Casual dining is less a casualty of overbuilding than a victim of under-demand, the near-systematic turnoff of the consumer types who once made the sector as hot as any in the business. The idea was to provide the generation that grew up on fast food with places where they could get a simple meal and an adult beverage without hesitating because of price or a too-limited array of choices.

That simple formula was lost in the rapid expansion that followed for the sector, but not because of the increase in supply. It was a classic example of boiling a frog. Compromise after compromise, though each very slight, undercut the sense of getting a meal that an independent might proudly offer, but at a price reflecting the economies of a chain.

Two decades of knee-jerk copycatting only made the situation worse.

Euthanizing 2,000 units isn’t going to fix those demand problems. It’s just going to limit the options available to a disenchanted consumer base. The customers who shift a visit or two to the surviving restaurants will be there by default, not desire.

Meanwhile, they’ll still feel that tug from the fast-casual market, where they can get everything they would from a casual place—except the often slipshod service that tacks another 15% onto their bills.

And don’t forget the siren call of traditional quick-service places, which mastered the art of reinvention while casual let its relevance wane, too preoccupied with competitors to stay in tune with customers.

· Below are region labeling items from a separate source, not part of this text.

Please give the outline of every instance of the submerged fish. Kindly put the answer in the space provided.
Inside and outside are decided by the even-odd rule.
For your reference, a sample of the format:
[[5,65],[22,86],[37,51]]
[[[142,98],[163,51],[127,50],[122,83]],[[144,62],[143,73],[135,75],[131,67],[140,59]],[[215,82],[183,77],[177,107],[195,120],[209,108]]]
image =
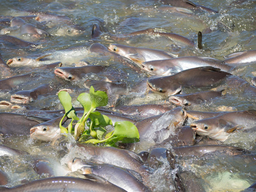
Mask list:
[[229,134],[239,129],[250,129],[256,126],[256,111],[241,111],[225,113],[216,117],[202,119],[190,124],[201,136],[225,141]]
[[52,88],[49,84],[44,84],[30,90],[19,91],[11,95],[11,102],[28,104],[37,99],[38,95],[51,92]]
[[86,179],[56,177],[36,180],[12,188],[1,188],[1,191],[125,191],[103,178],[87,175]]
[[106,67],[100,65],[86,65],[78,67],[56,68],[54,74],[56,76],[65,80],[77,81],[83,78],[86,74],[97,74],[104,72]]
[[49,119],[22,114],[0,113],[0,132],[3,134],[28,135],[30,128],[47,120]]
[[199,67],[211,66],[221,70],[230,72],[233,68],[219,60],[209,57],[187,56],[156,60],[142,63],[143,69],[159,76],[169,76],[184,70]]
[[[40,56],[37,58],[33,59],[30,58],[22,58],[17,57],[10,59],[7,61],[7,65],[11,66],[36,66],[40,64],[40,60],[45,58],[45,57],[51,55],[46,54]],[[12,64],[12,65],[11,65]]]
[[62,116],[38,124],[30,129],[30,138],[45,141],[53,141],[60,136],[60,122]]
[[234,66],[256,62],[256,50],[236,52],[226,56],[225,58],[227,59],[224,60],[225,63]]
[[183,70],[173,76],[148,79],[147,85],[153,92],[172,95],[180,93],[184,87],[212,86],[230,76],[230,74],[218,68],[202,67]]
[[201,157],[206,154],[212,152],[225,152],[236,156],[245,152],[245,150],[236,147],[211,145],[198,146],[183,146],[173,147],[175,155],[178,157],[196,156]]
[[202,9],[212,13],[218,13],[217,11],[212,10],[211,8],[196,4],[189,0],[161,0],[161,2],[165,4],[169,4],[172,6],[182,7],[184,8],[191,9]]
[[173,58],[173,56],[161,50],[134,47],[119,44],[111,44],[108,47],[108,49],[132,60],[139,65],[146,61]]
[[129,170],[108,164],[91,164],[75,158],[68,163],[72,172],[82,169],[83,174],[93,173],[102,177],[127,191],[150,191]]
[[215,99],[223,96],[223,92],[203,92],[191,94],[179,94],[169,97],[170,102],[182,107],[195,106],[208,102]]

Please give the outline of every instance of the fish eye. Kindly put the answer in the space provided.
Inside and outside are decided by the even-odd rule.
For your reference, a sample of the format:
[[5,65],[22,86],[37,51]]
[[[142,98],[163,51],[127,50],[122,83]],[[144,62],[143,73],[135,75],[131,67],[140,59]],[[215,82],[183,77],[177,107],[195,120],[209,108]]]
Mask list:
[[150,69],[150,70],[153,71],[153,70],[154,70],[154,67],[153,67],[153,66],[150,65],[150,66],[149,66],[149,69]]

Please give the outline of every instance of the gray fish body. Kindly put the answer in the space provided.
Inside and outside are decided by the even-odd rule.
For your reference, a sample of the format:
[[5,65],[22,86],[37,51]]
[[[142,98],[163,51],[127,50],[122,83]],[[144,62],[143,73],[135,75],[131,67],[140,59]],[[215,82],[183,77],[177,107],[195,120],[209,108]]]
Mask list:
[[256,50],[237,52],[228,55],[225,63],[234,66],[239,66],[245,63],[256,61]]
[[3,192],[125,191],[102,179],[83,179],[70,177],[56,177],[36,180],[10,188],[2,188],[1,191]]
[[173,58],[167,52],[161,50],[139,48],[119,44],[111,44],[108,49],[132,60],[139,65],[145,61]]
[[184,70],[211,66],[219,68],[223,71],[229,72],[233,68],[223,61],[212,58],[187,56],[177,58],[151,61],[142,64],[144,68],[156,75],[172,75]]
[[152,91],[165,95],[175,95],[182,87],[200,88],[212,86],[221,80],[231,76],[212,67],[188,69],[176,74],[148,79],[147,84]]
[[6,185],[9,182],[7,174],[2,170],[0,170],[0,185]]
[[178,106],[190,106],[201,104],[210,102],[212,99],[222,96],[222,91],[220,92],[203,92],[191,94],[179,94],[169,97],[170,102]]
[[25,152],[20,151],[17,149],[12,148],[7,146],[0,145],[0,156],[20,156],[25,154]]
[[206,154],[215,152],[224,152],[228,154],[237,155],[244,152],[239,147],[226,145],[199,145],[173,147],[174,154],[178,157],[196,156],[201,157]]
[[197,111],[187,111],[188,116],[193,119],[204,119],[218,116],[225,112],[202,112]]
[[127,191],[150,191],[141,181],[129,173],[128,170],[109,164],[88,164],[77,158],[73,160],[70,166],[72,172],[81,168],[84,174],[92,172]]
[[47,84],[42,84],[30,90],[19,91],[11,95],[11,102],[19,104],[28,104],[37,99],[38,95],[48,93],[52,91]]
[[150,191],[138,179],[128,172],[109,164],[91,167],[92,173],[102,177],[127,191]]
[[255,110],[225,113],[216,117],[205,118],[190,124],[196,134],[213,140],[225,141],[237,129],[250,129],[256,126]]
[[86,74],[97,74],[103,72],[106,67],[100,65],[86,65],[78,67],[61,67],[56,68],[54,74],[66,80],[77,81],[83,78]]
[[0,54],[0,79],[8,78],[12,76],[12,72],[11,70],[8,67],[6,63],[5,63],[2,55]]
[[[46,121],[25,115],[0,113],[0,132],[3,134],[29,134],[30,128]],[[19,127],[19,129],[17,129]]]
[[6,42],[8,42],[12,45],[14,45],[19,48],[23,48],[36,45],[36,44],[26,42],[19,38],[6,35],[0,35],[0,42],[3,43],[3,44],[6,44]]
[[13,76],[7,79],[0,80],[0,90],[10,90],[15,88],[17,85],[31,79],[31,75],[29,74]]
[[96,163],[113,164],[134,170],[141,175],[147,172],[141,157],[134,152],[109,147],[100,147],[81,144],[77,145],[81,148],[81,152],[92,156],[92,159]]
[[161,104],[143,104],[132,106],[120,106],[115,108],[115,110],[125,115],[138,115],[141,117],[148,117],[165,113],[173,109],[173,106]]
[[209,13],[218,13],[218,12],[211,8],[202,5],[196,4],[188,0],[161,0],[161,2],[163,4],[169,4],[172,6],[182,7],[188,9],[202,9]]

It doesn’t have to be that way, though. Look at the success of casual newcomers like HopCat or The Lost Cajun, places that are proudly different and don’t care if that turns off some potential patrons. HopCat, for instance, flat-out warns families they’ll have to come early or not at all: After 10 p.m., anyone under 21 will be turned away because the concept is all about drinking beer.

It knows the fallacy of trying to be all things to all people, and focuses instead on giving its limited fan base—true beer explorers—what they want. That allows it to avoid the marketing slogan suggested by Jonathan’s solution: “Eat and drink here because other places aren’t open.”

Maybe a unit or two of his 2,000 unplugged stores could serve as labs to rekindle casual dining’s mojo. Otherwise, they’d just be indications the sector has thrown in the napkin on fostering demand.